What is the value of social media? It’s been a question pondered at great length in white papers, blog posts, studies, reports and so on. Coca-Cola Senior Manger of Marketing Strategy and Insights Eric Schmidt added fuel to the fire when AdAge covered a study that found that online buzz had no measurable impact on short-term sales for Coca-Cola. Coke, a brand with more Facebook fans than any other brand, naturally caught marketers’ attention.
Coca-Cola’s Senior VP of Integrated Marketing Communications and Capabilities Wendy Clark had a few words to say defending Coke’s integration of social media. Clark explained social media still plays a critical part of an overarching effort made up of multiple types of media. She explained, “… no single medium is as strong as the combination of media.”
This was a case of Coca-Cola not being on the same page internally in terms of the study’s findings and what they represent, but that’s almost beside the point. There’s clearly a healthy appetite out there for defining the value of social media. Stories like this one allow too many businesses to feel like they’re in good company for not understanding what they’re getting out of their social media efforts.
It’s time to figure it out.
What Role Does Social Play?
One of the most basic questions a marketer should ask is, “What problem am I trying to solve?” With that question in mind, it’s a marketer’s job to find the solution or the right combination of solutions.
Social media requires a role. It needs specific objectives to aim for and KPIs to indicate progress toward achieving those objectives. We’re in an era in which everyone jumped into social media without a plan. They jumped on the bandwagon, and now, they’re left with social media presences with no defined purpose. Of course they don’t understand the value!
A cursory observation shows that Coke’s social media presence is primarily focused on branding and retaining the attention of current customers. Their approach is not one that will directly impact short-term sales. If that’s the goal, direct marketing and maybe couponing are better solutions to solve the short-term sales problem. You can’t grade something on a task you didn’t set it up to achieve.
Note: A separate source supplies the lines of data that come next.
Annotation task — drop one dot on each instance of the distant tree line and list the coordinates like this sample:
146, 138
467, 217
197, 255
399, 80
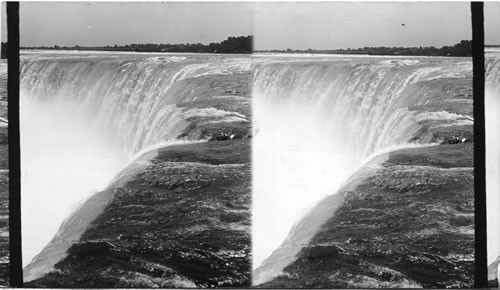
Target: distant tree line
241, 44
464, 48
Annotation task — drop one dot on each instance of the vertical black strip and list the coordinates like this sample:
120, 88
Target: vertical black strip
16, 271
481, 267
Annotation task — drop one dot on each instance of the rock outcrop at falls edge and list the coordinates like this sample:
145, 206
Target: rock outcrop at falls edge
183, 221
406, 220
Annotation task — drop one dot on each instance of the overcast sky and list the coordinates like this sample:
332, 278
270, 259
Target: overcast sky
87, 24
275, 25
351, 25
278, 25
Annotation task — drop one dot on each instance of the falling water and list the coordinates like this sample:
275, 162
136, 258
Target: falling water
317, 120
85, 116
492, 122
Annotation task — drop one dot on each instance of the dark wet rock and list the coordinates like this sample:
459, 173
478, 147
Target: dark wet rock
91, 248
406, 223
4, 182
183, 220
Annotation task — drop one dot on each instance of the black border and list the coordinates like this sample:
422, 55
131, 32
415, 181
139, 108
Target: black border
16, 270
481, 267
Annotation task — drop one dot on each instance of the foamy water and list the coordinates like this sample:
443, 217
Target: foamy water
86, 116
318, 120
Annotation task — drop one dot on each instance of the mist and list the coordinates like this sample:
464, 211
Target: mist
64, 160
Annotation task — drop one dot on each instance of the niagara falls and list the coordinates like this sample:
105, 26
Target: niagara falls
320, 119
92, 123
263, 145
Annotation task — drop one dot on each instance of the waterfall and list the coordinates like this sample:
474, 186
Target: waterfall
492, 121
318, 120
86, 116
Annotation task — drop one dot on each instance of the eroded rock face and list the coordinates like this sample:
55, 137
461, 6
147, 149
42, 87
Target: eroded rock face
410, 223
182, 221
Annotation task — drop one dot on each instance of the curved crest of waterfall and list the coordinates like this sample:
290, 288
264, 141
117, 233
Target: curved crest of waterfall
86, 116
319, 120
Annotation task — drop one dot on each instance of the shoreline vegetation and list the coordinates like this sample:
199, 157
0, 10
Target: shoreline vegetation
461, 49
244, 45
240, 45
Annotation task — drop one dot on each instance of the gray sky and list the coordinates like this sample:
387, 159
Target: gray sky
99, 23
278, 25
358, 24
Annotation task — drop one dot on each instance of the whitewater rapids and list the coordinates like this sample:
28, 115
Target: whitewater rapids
318, 119
86, 116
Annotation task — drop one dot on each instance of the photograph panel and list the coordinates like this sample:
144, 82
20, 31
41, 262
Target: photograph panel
135, 144
363, 151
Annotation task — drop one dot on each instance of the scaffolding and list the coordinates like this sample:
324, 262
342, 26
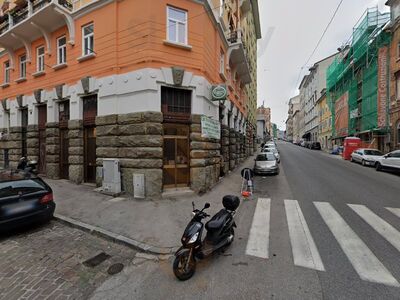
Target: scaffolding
355, 72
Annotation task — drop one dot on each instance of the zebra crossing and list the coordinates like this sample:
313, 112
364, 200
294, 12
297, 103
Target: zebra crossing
304, 250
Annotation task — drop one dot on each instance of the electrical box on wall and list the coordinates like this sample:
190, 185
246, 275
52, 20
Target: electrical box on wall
111, 176
138, 186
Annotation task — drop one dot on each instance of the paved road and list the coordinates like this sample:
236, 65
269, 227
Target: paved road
311, 245
46, 262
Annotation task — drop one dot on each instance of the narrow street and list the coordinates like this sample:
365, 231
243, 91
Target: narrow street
356, 262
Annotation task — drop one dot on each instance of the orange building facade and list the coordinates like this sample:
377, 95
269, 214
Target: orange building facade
83, 81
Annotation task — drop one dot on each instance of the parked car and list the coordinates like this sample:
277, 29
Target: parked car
315, 145
266, 163
390, 161
275, 152
367, 157
24, 199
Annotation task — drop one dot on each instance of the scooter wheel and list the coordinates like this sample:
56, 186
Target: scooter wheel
182, 269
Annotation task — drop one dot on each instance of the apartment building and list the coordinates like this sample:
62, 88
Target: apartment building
82, 81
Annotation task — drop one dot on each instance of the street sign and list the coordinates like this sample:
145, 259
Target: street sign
219, 92
210, 128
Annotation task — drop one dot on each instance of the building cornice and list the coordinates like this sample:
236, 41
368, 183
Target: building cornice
256, 15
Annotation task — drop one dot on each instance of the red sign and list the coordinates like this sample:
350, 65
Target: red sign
382, 86
342, 115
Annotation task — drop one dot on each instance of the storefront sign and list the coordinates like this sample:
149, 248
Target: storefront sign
342, 115
210, 128
382, 86
219, 92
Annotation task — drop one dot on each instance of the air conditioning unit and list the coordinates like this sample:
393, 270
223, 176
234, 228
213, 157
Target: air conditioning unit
111, 176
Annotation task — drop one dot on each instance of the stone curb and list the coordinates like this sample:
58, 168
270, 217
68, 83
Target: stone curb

Match your social media tactics (and any tactic for that matter) to your objectives.
Social Needs a Job but Not Exist in a Silo
Social media marketing should be given a problem to solve, but it can’t solve larger business problems alone. No single tactic can do that. All tactics should be parts of a multi-faceted solution to achieve business objectives. As Clark points out, the combination of integrated media is where marketers find power to achieve business objectives.